Monopoly Getting Its Own Big-Screen Origin Story
Hollywood loves toy movies and origin stories, so it was only a matter of time before someone had the genius idea to combine the two. Big Beach's Marc Turtletaub and Peter Saraf (Little Miss Sunshine) have put into development a movie about the origins of Monopoly, the smash hit board game that no one actually enjoys playing. (When's the last time you sat through a game that didn't end in exhaustion, tears, or a screaming match?)
This raises so many questions. Will this be a gritty origin story like Batman Begins, or a sympathetic retelling of Rich Uncle Pennybags' humble origins a la Maleficent? Will it spark a whole Marvel-style shared universe with spinoffs for the wheelbarrow and the top hat? Will some healthy competition spur that other long-gestating Monopoly movie into action, or will one of them buy out the other with a stack of fake money?
But the answer, actually, is none of the above. Learn all about the Monopoly origins movie after the jump.
Deadline reports Turtletaub and Saraf will produce the Monopoly origins movie with Diane Nabatoff (Narc). Howard A. Rodman will write the script based on Mary Pilon's nonfiction book The Monopolists: Obsession, Fury, and the Scandal Behind the World's Favorite Board Game, about the invention of the game, and Ralph Anspach's memoir The Billion Dollar Monopoly Swindle. No director, stars, or studio has been set. Until then, we can only speculate that it'll look something like this:
All jokes aside, the history of Monopoly could actually make for a pretty interesting movie. True to the spirit of the game, it involves a lot of people getting screwed over by ruthless capitalists. The commonly accepted myth is that Charles Darrow invented Monopoly in the 1930s, saving himself and Parker Bros. from ruin. But the truth is that Monopoly was actually invented in 1903 by Elizabeth Magie, as teaching tool meant to demonstrate the dangers of monopolies.
Her original version, called The Landlord's Game, actually had two sets of rules — one in which individuals won by creating monopolies, and another in which everyone was rewarded when wealth was created. It was the former version that caught on, and years later Darrow encountered the game and sold it to Parker Bros. as his own creation. The company bought out her patent for The Landlord's Game for $500, while Darrow struck a deal for royalties and earned millions.
Magie's role in Monopoly's creation wasn't truly made public until the 1970s, when Anspach, an economics professor, invented his own game called Anti-Monopoly. His intention was to battle the harmful pro-monopolist lessons taught by the mainstream game.

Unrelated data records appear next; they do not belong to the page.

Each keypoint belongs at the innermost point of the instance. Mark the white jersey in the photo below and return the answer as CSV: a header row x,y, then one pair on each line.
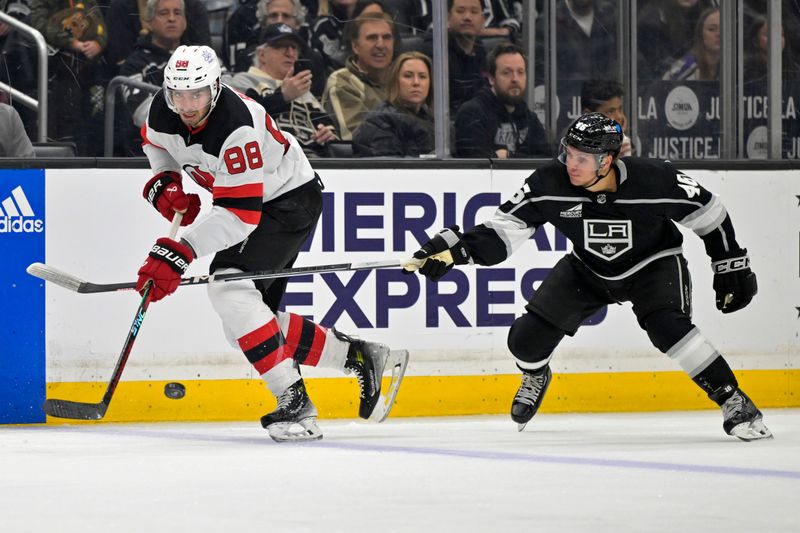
x,y
238,155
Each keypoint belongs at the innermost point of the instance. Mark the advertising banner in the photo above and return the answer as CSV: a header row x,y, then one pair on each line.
x,y
22,335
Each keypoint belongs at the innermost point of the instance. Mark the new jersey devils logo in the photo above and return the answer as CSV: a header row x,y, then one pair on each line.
x,y
201,177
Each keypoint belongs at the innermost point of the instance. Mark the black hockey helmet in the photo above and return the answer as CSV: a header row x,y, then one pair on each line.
x,y
594,133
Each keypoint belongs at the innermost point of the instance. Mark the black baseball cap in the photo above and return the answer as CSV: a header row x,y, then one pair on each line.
x,y
277,32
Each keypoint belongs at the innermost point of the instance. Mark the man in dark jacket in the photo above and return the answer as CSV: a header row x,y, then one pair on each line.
x,y
126,26
466,55
166,23
497,122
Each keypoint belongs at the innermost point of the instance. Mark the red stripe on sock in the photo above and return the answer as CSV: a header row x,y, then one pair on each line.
x,y
315,353
256,337
293,333
270,361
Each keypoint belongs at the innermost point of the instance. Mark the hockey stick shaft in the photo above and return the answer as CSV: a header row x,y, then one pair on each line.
x,y
96,411
76,284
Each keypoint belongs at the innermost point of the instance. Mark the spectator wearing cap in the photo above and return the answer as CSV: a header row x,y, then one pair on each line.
x,y
284,93
249,21
359,87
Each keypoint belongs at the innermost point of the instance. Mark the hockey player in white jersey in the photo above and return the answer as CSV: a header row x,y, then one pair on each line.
x,y
619,214
266,202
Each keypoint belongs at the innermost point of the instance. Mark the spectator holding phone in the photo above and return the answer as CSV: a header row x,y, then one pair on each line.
x,y
281,83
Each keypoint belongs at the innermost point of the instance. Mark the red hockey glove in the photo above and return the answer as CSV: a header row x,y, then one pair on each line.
x,y
734,283
165,192
165,264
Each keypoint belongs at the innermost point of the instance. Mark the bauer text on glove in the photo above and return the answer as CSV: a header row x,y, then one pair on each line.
x,y
165,192
167,261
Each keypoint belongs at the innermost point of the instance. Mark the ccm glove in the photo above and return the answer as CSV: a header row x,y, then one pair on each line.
x,y
165,192
734,283
440,253
165,264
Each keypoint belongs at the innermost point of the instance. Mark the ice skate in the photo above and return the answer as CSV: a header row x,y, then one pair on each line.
x,y
368,361
530,395
295,418
742,418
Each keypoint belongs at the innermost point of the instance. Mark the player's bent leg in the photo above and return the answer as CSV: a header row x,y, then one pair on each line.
x,y
250,326
673,333
532,340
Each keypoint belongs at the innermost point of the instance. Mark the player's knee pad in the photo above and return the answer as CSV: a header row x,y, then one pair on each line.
x,y
665,327
240,307
532,339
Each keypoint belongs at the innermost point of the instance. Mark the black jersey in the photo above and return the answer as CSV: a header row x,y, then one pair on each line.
x,y
614,233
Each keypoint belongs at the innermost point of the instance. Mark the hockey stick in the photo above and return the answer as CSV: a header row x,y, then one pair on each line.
x,y
96,411
74,283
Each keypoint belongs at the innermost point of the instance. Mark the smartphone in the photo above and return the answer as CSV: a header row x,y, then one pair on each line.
x,y
302,64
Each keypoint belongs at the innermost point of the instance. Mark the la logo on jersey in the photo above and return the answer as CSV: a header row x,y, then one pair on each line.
x,y
17,216
607,239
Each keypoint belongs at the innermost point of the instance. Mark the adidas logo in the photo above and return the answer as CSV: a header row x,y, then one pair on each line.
x,y
572,212
17,216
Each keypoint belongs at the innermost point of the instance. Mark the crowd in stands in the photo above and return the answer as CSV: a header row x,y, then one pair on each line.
x,y
359,72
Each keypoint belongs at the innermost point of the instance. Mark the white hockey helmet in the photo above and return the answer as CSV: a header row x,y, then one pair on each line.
x,y
192,67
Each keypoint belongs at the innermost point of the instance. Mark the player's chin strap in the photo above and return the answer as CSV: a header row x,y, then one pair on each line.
x,y
598,177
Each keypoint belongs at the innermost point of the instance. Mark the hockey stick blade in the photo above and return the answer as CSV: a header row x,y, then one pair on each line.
x,y
74,410
96,411
75,284
396,363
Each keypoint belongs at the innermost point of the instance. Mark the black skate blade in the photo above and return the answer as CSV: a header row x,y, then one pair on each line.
x,y
289,432
74,410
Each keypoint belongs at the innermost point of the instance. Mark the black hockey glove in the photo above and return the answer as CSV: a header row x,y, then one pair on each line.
x,y
440,253
734,282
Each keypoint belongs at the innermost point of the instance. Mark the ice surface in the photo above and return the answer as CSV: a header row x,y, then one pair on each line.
x,y
590,472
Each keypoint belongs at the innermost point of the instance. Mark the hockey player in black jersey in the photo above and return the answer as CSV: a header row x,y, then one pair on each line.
x,y
266,200
620,215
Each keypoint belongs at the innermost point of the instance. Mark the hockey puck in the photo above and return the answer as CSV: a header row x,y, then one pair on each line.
x,y
174,391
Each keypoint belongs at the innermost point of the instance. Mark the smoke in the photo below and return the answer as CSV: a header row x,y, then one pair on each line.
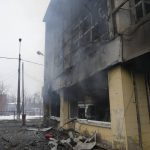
x,y
66,49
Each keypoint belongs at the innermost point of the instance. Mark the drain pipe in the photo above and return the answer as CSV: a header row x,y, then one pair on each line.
x,y
137,112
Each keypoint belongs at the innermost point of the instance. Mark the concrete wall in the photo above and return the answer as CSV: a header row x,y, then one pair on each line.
x,y
143,110
104,134
123,109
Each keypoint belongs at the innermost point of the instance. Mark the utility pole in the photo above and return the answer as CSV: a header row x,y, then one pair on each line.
x,y
23,88
23,114
18,92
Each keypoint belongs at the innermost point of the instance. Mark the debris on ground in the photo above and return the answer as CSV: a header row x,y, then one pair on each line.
x,y
14,136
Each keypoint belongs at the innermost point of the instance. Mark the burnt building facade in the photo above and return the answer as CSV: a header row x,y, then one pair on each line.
x,y
97,58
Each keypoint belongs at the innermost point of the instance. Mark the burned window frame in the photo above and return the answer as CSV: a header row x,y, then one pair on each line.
x,y
138,9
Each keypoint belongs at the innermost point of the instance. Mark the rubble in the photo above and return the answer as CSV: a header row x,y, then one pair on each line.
x,y
29,138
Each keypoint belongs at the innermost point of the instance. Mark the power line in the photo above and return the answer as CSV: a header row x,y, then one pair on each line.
x,y
32,62
28,61
9,58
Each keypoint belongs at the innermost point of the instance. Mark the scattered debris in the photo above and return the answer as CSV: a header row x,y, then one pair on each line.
x,y
38,129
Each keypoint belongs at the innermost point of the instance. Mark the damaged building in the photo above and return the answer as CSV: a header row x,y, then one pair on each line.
x,y
97,69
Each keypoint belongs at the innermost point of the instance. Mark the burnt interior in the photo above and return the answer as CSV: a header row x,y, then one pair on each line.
x,y
90,99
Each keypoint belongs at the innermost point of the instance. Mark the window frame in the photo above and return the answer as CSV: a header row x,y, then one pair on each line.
x,y
134,7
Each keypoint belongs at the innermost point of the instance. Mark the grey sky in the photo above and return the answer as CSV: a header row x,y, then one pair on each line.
x,y
22,19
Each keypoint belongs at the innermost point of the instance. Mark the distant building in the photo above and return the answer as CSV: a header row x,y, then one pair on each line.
x,y
97,69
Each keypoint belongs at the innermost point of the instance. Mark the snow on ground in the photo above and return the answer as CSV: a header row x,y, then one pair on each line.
x,y
11,117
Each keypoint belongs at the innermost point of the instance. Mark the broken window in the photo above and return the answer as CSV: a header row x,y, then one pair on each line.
x,y
55,104
91,99
142,8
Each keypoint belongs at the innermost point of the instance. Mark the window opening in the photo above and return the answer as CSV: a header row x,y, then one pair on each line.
x,y
142,8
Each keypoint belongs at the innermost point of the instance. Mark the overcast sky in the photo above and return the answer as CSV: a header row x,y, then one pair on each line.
x,y
22,19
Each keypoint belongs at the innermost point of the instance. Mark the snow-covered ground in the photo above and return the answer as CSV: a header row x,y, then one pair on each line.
x,y
11,117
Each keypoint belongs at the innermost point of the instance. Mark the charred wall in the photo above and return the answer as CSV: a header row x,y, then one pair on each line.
x,y
78,42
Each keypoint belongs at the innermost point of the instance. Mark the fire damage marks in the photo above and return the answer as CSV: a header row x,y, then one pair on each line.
x,y
14,136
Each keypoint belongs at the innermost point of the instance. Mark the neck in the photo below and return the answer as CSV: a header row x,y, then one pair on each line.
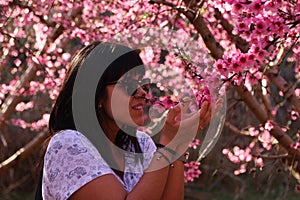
x,y
110,128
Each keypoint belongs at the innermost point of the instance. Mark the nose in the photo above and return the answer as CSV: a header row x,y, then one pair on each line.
x,y
140,92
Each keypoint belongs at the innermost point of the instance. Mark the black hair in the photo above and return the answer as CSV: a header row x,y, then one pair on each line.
x,y
61,116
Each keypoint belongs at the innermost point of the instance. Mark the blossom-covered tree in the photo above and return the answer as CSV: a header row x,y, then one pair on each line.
x,y
245,44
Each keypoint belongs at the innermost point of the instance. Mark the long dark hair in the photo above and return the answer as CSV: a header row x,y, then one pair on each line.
x,y
61,116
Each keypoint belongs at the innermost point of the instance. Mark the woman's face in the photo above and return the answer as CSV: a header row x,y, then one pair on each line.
x,y
123,108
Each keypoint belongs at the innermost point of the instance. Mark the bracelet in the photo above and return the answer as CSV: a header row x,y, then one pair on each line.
x,y
162,156
171,151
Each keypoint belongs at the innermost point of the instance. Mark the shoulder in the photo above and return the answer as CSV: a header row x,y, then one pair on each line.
x,y
70,162
145,141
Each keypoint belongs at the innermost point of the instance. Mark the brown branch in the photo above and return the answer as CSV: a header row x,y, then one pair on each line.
x,y
236,39
265,99
235,130
282,85
272,72
284,139
216,50
23,152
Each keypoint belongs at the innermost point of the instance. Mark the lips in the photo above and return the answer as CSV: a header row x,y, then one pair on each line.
x,y
139,107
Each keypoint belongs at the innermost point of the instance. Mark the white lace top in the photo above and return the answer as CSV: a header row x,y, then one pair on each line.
x,y
71,161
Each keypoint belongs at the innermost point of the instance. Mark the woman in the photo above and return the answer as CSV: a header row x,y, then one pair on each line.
x,y
75,169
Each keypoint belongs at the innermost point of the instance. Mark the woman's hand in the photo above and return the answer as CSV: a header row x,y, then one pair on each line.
x,y
181,126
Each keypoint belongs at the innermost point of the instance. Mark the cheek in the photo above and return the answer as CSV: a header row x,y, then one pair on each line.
x,y
116,106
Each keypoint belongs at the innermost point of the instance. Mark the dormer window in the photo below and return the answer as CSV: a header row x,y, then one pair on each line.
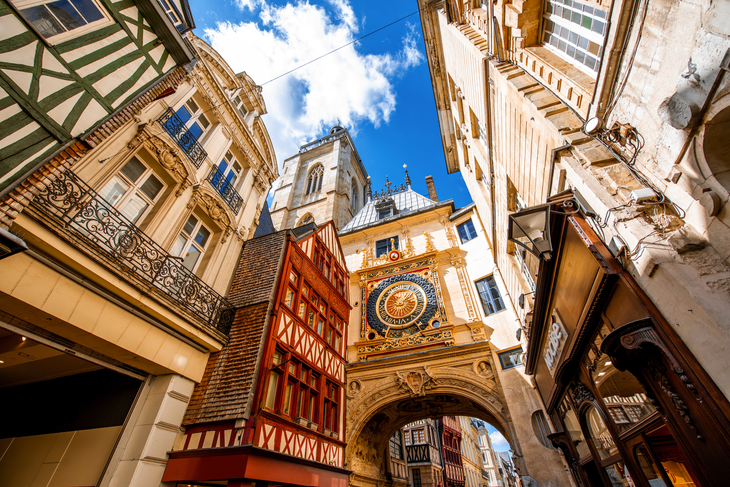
x,y
314,181
576,32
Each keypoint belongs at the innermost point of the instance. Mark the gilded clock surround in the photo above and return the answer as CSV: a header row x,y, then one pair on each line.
x,y
403,307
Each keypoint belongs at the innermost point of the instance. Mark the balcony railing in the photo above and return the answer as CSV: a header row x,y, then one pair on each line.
x,y
225,189
180,134
83,217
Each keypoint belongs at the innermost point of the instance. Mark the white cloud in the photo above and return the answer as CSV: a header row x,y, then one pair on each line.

He wound up battling the Parker Bros. in court for over a decade, and over the course of research for his case uncovered the truth about Magie and Monopoly.
Just so we're clear, Big Beach's Monopoly origins movie is a completely separate project from the Monopoly movie brewing at Lionsgate, which envisioned as a family-friendly adventure. If that one seems to be along the lines of Battleship or Transformers, this one sounds more like The Social Network or Michael Keaton's upcoming McDonald's movie The Founder — the story of how a ubiquitous product came to be.